Thank you for mentioning this! The Purple Problem is meant to be an easier version of any real-world complex definition (including the compliance/refusal example mentioned by the reviewer) and serve as a lower bound for a testbed. Success in defending against the word ‘purple’ does not imply success on real-world jailbreak problems, but failure to defend against ‘purple’ would mean failure in more complex settings. If enforcements fail in this simple setting, how can we defend in the real world?

Under the Purple Problem, we are able to test the full capacity of enforcements and attacks. We find that enforcements are vulnerable to adaptive attacks and increased compute. Furthermore, to verify this finding on real queries, we dedicate Section 5 into breaking two defenses (DPP, ICD) on a real-world benchmark (Advbench) using adaptive attacks. We show that these defenses are more vulnerable than reported and this raises great alarm in the efficacy of enforcements. We hope that future defenses stress-test with these methods we found to prevent a false sense of security.

We realize that this was poorly addressed and have provided a better explanation in lines 210-212, 230-233 of the new pdf. We thank you for bringing this to our attention.

The model selection is not convincing. All three models have the same architecture, which may not be sufficient to justify the generality of the conclusion drawn from the experiments.

The defenses and attacks that we test are independent of model architecture. For example, safety fine-tuning is done after the pretraining stage and applied equally for different architectures. Furthermore, there is no known difference in the strength of safety for model architectures. Rather, safety capabilities may depend on the size of the model because bigger scale models are more heavily fine-tuned. Although we could not perform our attacks on large scale models due to compute constraints, [1] already show that adversarial strings on smaller models transfer over to larger models. Thus, our lesson that adaptive attacks and more compute can break these three models generalize to other models as well. Conceptually, conducting 100 more steps of GCG on any model would lower the DSR, irrespective of the architecture and size.

What is the definition of "gibberish" in line 248? Usefulness is a very important metric in the evaluation of jailbreak defenses, and there exists a trade-off between usefulness and security.

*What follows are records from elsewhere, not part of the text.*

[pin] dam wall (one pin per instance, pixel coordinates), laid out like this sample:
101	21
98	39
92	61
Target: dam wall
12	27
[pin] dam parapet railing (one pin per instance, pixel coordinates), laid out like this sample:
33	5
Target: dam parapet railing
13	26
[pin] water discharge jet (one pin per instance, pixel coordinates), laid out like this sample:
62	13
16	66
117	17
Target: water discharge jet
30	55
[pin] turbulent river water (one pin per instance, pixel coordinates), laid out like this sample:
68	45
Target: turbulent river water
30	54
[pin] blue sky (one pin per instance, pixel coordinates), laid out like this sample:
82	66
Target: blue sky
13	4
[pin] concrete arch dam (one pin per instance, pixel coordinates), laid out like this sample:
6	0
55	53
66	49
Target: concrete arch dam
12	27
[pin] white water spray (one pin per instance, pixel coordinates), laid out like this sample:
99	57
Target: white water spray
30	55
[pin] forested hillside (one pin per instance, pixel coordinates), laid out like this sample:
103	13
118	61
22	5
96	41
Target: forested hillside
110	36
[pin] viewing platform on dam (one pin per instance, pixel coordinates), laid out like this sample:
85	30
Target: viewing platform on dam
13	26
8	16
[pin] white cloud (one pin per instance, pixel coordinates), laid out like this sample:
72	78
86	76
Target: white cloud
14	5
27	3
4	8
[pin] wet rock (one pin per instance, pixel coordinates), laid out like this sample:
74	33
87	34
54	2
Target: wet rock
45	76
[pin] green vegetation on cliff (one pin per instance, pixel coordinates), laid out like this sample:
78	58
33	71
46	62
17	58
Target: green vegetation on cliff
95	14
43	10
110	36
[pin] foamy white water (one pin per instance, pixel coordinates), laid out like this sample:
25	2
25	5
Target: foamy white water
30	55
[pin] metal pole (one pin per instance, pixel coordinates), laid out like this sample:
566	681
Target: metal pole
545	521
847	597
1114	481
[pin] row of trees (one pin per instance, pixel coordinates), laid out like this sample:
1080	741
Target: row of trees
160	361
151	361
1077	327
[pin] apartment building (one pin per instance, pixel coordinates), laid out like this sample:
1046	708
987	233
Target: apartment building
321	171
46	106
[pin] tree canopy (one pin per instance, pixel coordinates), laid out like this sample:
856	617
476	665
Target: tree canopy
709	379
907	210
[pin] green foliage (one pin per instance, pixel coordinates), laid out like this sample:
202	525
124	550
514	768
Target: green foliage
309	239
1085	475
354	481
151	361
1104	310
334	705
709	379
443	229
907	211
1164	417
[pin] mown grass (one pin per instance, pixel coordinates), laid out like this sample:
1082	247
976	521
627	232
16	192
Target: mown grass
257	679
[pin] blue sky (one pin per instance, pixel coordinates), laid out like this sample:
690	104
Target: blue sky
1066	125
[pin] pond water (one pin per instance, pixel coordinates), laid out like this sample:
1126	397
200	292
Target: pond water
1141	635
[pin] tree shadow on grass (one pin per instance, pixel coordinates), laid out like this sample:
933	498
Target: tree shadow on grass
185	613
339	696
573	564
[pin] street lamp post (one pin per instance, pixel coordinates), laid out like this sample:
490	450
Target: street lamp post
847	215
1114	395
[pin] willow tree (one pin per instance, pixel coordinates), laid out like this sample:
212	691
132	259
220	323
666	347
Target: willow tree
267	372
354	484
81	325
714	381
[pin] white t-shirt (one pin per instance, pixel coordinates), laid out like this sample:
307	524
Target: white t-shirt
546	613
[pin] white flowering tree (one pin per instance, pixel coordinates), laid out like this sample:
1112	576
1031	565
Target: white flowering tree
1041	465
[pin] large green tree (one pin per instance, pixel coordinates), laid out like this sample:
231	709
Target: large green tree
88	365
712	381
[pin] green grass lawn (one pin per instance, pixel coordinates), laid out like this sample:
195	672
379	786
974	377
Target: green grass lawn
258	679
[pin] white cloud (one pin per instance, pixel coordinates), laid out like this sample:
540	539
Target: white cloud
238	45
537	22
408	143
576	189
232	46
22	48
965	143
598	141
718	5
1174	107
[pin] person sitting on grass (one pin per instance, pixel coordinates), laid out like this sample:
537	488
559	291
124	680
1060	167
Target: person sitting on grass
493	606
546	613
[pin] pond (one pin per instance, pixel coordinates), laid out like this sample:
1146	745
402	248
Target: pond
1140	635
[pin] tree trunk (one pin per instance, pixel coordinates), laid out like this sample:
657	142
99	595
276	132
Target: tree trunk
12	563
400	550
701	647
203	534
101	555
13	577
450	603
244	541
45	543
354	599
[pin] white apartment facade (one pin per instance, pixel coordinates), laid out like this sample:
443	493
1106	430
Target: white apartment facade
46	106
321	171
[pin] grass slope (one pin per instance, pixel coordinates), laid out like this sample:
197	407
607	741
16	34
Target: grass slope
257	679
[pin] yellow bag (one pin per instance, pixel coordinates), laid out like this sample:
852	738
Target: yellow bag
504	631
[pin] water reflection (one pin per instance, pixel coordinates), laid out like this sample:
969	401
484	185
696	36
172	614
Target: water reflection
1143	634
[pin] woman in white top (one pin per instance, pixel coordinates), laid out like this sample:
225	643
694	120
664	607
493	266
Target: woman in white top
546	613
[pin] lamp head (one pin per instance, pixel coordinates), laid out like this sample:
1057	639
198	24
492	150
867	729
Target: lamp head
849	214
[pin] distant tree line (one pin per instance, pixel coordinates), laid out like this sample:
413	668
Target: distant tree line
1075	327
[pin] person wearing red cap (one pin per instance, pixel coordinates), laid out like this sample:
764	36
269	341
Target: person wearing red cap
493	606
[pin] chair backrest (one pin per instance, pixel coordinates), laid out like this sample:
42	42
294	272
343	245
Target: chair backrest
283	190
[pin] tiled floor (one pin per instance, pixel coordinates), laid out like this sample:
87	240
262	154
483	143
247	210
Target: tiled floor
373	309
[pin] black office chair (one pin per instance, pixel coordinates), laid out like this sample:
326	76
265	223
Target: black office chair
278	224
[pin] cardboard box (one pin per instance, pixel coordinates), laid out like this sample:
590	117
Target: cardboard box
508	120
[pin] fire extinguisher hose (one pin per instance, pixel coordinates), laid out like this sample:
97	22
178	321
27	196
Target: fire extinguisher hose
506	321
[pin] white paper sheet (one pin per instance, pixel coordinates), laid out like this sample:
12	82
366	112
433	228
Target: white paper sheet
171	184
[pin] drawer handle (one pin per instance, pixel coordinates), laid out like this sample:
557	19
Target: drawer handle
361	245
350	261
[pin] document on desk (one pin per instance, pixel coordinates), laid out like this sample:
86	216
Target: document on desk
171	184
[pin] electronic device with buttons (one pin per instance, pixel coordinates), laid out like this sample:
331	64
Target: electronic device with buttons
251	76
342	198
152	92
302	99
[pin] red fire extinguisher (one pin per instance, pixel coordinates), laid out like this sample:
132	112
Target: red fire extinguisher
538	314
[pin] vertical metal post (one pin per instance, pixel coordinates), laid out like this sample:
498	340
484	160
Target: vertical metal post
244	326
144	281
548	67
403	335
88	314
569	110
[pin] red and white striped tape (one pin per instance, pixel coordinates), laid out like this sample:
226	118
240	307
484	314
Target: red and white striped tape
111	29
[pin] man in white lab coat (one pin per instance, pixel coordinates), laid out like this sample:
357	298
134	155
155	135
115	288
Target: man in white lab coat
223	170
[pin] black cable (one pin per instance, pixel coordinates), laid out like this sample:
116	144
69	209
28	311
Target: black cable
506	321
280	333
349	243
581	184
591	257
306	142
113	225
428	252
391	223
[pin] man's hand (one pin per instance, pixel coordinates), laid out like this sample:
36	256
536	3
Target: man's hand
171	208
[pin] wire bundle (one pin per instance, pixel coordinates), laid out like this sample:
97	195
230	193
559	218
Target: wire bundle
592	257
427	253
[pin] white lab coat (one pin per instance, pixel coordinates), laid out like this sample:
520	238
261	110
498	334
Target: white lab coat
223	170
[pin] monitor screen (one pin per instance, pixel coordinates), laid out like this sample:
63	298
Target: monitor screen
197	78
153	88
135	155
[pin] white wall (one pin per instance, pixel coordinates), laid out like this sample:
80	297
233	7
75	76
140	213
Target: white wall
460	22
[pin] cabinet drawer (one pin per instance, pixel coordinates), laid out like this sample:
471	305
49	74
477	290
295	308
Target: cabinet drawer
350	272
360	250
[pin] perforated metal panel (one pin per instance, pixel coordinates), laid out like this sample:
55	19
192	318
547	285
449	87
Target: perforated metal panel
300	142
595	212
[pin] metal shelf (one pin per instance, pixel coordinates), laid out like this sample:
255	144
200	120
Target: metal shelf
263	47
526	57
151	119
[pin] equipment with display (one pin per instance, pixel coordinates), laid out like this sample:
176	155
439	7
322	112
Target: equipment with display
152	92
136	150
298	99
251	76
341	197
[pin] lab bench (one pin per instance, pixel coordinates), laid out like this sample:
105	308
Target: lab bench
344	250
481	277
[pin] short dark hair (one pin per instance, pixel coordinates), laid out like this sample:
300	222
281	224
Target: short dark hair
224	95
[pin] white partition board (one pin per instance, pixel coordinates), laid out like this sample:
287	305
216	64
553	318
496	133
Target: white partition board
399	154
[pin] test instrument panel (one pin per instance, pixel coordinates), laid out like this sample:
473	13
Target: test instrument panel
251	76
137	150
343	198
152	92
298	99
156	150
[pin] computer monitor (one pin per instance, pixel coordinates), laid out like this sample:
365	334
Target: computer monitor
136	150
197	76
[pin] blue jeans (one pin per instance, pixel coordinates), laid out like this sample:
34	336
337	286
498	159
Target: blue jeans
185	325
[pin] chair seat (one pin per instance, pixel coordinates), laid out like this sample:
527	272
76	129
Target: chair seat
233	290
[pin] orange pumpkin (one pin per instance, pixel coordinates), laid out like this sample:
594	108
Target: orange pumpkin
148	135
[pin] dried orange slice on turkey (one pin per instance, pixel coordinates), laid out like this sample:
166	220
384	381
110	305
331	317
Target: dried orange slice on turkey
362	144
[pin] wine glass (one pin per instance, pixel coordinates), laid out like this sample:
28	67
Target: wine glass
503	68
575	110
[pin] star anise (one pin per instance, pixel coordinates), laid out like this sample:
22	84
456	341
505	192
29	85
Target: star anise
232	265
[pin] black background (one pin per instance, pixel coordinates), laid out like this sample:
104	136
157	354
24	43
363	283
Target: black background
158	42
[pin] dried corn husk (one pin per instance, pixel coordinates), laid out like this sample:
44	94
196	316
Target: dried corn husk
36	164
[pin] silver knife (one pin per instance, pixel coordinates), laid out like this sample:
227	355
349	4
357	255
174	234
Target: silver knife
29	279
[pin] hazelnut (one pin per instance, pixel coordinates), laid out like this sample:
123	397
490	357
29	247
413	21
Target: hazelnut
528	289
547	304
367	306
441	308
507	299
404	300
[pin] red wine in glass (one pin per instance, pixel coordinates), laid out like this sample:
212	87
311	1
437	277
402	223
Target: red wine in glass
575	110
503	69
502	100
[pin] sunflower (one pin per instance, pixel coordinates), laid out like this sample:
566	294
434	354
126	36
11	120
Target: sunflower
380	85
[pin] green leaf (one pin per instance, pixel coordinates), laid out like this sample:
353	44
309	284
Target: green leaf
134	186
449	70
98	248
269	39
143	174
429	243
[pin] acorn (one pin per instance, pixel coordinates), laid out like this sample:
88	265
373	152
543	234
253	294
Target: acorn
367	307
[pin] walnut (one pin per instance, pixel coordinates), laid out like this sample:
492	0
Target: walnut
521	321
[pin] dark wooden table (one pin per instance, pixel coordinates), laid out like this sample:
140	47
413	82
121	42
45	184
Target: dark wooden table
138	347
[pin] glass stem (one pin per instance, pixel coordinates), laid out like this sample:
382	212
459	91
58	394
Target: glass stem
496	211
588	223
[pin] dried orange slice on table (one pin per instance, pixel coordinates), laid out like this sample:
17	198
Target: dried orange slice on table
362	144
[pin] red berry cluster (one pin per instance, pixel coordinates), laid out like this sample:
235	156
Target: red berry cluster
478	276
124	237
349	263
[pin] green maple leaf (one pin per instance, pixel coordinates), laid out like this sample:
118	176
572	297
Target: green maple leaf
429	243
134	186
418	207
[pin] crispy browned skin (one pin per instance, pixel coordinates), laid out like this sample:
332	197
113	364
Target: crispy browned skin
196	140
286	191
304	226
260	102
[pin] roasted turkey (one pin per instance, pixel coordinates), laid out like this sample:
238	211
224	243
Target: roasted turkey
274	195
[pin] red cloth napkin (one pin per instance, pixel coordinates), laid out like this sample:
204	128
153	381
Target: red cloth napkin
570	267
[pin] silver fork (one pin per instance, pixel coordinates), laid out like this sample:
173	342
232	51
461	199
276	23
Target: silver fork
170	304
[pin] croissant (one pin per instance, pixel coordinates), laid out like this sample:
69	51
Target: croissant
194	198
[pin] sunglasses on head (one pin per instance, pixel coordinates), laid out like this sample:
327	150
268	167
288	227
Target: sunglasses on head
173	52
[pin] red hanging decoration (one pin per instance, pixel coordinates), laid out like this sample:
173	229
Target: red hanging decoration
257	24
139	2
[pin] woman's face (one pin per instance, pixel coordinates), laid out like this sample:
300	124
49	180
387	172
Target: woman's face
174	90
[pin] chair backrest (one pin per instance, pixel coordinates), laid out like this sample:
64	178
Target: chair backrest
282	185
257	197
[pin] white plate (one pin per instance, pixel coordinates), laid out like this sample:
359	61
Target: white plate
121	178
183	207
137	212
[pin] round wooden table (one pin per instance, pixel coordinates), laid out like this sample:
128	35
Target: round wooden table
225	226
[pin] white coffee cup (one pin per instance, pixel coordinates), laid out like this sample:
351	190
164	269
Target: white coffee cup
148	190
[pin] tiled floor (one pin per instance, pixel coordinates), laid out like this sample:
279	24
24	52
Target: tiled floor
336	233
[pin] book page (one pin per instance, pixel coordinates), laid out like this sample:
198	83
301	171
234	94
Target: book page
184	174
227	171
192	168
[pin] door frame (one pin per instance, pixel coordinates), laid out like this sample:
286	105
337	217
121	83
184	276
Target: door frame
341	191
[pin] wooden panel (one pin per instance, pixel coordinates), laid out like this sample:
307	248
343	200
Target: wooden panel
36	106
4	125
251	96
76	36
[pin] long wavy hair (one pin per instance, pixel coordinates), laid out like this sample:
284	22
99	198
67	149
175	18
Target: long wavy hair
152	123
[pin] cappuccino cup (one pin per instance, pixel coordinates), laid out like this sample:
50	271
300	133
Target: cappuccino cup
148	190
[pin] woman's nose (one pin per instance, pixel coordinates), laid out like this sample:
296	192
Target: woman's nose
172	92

Besides, a typical practice to measure the usefulness of a model in the community is to evaluate the enhanced model on some widely-used benchmarks like MMLU. It is suggested to provide the usefulness metric before the experiments.

By gibberish we mean nonsensical strings as an artifact of degeneration in DPO. We perform a grid search over hyperparameters (Appendix C Tables 6, 7, 8, 10, 11, 12) and qualitatively select models that did not degenerate and give meaningful answers as shown in lines 302-310 (new pdf).

The trade-off between usefulness and security is important, but the performance of our models on benchmarks such as MMLU is irrelevant to our findings. Rather, by not being restricted to utility, our models are defended very strongly past the point of maintaining utility, and we are still able to break them (lines 251-253 of new pdf).